ERIC Number: ED446895
Record Type: RIE
Publication Date: 1998
Solving Algebra Problems before Algebra Instruction.
Schliemann, Analucia D.; Carraher, David W.; Brizuela, Barbara M.; Jones, Wendy
If equivalent operations are performed on the left term and right term of an equation, a new equation results. This principle allows one to produce equations with a variable isolated on one side and its value(s) on the other. It also underlies problem-solving in situations where equations are not explicitly used, but the problem calls for recognizing that two quantities are equal in value and using that information to derive conclusions about values of unknown quantities. The present paper focuses on how third-grade children recognize and use this logical principle in solving problems. It also looks at issues children face as they try to represent unknowns through written notation and use their written symbols to draw inferences about unknown values. The results showed that children comfortably recognized that equal additive operations upon equal quantities produce equal results (Study 1 ). Further, they easily produced written representations of known (numerically quantified or measured) quantities. However, the children showed considerable hesitation about producing written representations for unknown quantities (Study 2).

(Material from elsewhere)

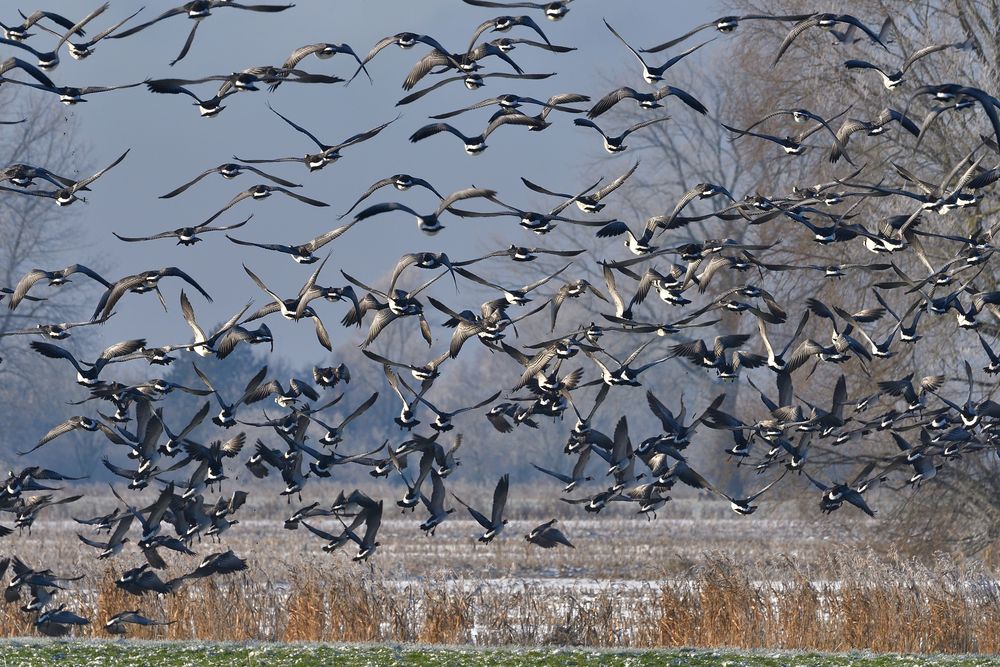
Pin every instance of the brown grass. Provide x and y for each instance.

Their hesitation seems to stem from the challenge of finding a symbol to represent a quantity without constraining or making incorrect presumptions about values it may stand for. (Author)
Publication Type: Reports - Research; Speeches/Meeting Papers
Education Level: N/A
Sponsor: National Science Foundation, Arlington, VA.
Authoring Institution: N/A
Note: Earlier version presented at the Annual Early Algebra Meeting (2nd, Medford, MA, 1998).